(Средняя история)

Большой толстый человек.

Рыжеватая борода. Примасленные волосы. Прямой пробор. Не то долгополый сюртук, не то чуйка. Залоснившаяся на животе. Вы прошли бы мимо:

-- Обыкновенный лабазник.

А за него молились по всей стране, как молятся за властителей.

Поминали его имя, перебирая лестовки1, ежеутренне и ежевечерне в скитах, совершали за него "метания" пред древнего письма потаенными иконами на Севере, "в горах и лесах", и в далеких южных племенах2.

Молились строгие "матери" и велели молиться Фленушкам3.

Это был один из самых могущественных людей в России.

Его "слава" была на всю древле-православную Русь.

В одесской тюрьме я посетил несчастного Ковалева.

Того самого "изувера-фанатика", который со старицей Виталией Терновских плавнях похоронил заживо десятки односельчан, жену и родную дочь4.

Мужа рябого, праведного, до брака девственника, большого начетчика и великого постника.
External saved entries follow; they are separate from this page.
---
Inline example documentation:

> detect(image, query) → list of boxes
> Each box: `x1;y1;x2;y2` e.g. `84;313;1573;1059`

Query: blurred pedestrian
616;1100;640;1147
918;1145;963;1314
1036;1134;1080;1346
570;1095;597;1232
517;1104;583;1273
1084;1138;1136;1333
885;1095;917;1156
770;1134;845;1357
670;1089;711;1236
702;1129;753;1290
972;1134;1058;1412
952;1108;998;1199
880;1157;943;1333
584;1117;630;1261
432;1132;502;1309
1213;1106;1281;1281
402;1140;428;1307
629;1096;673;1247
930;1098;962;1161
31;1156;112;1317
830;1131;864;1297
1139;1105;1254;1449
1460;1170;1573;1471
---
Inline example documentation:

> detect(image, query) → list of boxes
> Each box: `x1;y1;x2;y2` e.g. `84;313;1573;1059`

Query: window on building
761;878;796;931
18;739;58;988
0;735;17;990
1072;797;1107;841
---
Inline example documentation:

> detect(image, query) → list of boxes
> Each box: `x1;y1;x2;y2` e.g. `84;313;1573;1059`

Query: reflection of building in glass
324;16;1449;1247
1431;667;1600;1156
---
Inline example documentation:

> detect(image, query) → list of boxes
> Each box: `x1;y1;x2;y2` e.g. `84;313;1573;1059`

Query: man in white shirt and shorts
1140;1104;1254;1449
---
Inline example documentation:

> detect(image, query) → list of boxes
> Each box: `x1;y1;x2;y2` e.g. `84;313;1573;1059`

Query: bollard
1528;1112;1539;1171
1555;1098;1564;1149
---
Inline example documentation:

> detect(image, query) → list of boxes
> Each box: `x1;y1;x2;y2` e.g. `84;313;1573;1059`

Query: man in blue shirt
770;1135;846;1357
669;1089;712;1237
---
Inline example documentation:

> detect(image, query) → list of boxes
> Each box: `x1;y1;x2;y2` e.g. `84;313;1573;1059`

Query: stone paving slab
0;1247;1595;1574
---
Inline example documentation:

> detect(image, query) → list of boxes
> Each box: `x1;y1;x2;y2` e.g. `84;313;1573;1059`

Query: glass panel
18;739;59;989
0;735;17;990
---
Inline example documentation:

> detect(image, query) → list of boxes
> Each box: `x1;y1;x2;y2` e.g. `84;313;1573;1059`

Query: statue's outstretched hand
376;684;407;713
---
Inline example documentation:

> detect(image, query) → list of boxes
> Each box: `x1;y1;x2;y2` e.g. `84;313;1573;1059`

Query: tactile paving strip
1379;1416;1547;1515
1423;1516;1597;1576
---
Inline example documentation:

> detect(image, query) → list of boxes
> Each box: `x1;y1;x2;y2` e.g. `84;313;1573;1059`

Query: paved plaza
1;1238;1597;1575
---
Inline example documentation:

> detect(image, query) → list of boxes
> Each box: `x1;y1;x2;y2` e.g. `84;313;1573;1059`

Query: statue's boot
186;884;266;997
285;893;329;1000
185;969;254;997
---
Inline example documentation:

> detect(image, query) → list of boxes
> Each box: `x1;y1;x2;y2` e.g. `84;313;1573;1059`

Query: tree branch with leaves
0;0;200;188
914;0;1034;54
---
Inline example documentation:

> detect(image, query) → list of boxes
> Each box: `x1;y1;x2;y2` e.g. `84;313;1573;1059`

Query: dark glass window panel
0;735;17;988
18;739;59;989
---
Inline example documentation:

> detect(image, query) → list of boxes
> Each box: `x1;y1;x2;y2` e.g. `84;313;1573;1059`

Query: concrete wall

За праведность да "святое дело" односельчанами избранного.

Закапывались:

-- По случаю переписи.

Ибо:

-- Пред концом исчислит "он" все народы.

Когда пришли переписные листки с буквой:

"Н".

"Еже есть печать"5.

"Его" печать.

Ковалев переживал в тюрьме страшное время.

День шел за днем.

Антихрист не приходил. "Конца света" не наступало.

Перед глазами стояла страшная картина.

Погреб.

В саванах, с горящими восковыми свечами в руках, лежащие живые люди.

В его ушах звучало их похоронное пение.

-- Закапывал с ног. Все пели. Как до грудок доходило, чернели и переставали.

И среди них лежала жена с грудным ребенком.

И все это "теперь видать":

-- За напрасно.

Я не надеялся, что Ковалев станет разговаривать. Он только что отказал в беседе профессору Сикорскому. Но стоило мне упомянуть имя "Бугров", -- как мрачный, рябой, понурый Ковалев ожил.

-- Видали? Знаете самолично? Расскажите, какой он -- батюшка?

И человек, "за напрасно" закопавший заживо жену, ребенка, друзей, родственников, отдыхал от душевных мук. Забывал все это, слушая рассказы о Бугрове. Он смотрел на меня почти с благоговением.

-- Человек, который знал самого его -- батюшку!

Словно я знал лично великого угодника или самого апостола.

-- Расскажите, будьте добрые, не помните ли еще чего про него, про батюшку!

И каждое слово про "него" было словно капля влаги предсмертной жаждой томившейся душе. Так гремел Бугров.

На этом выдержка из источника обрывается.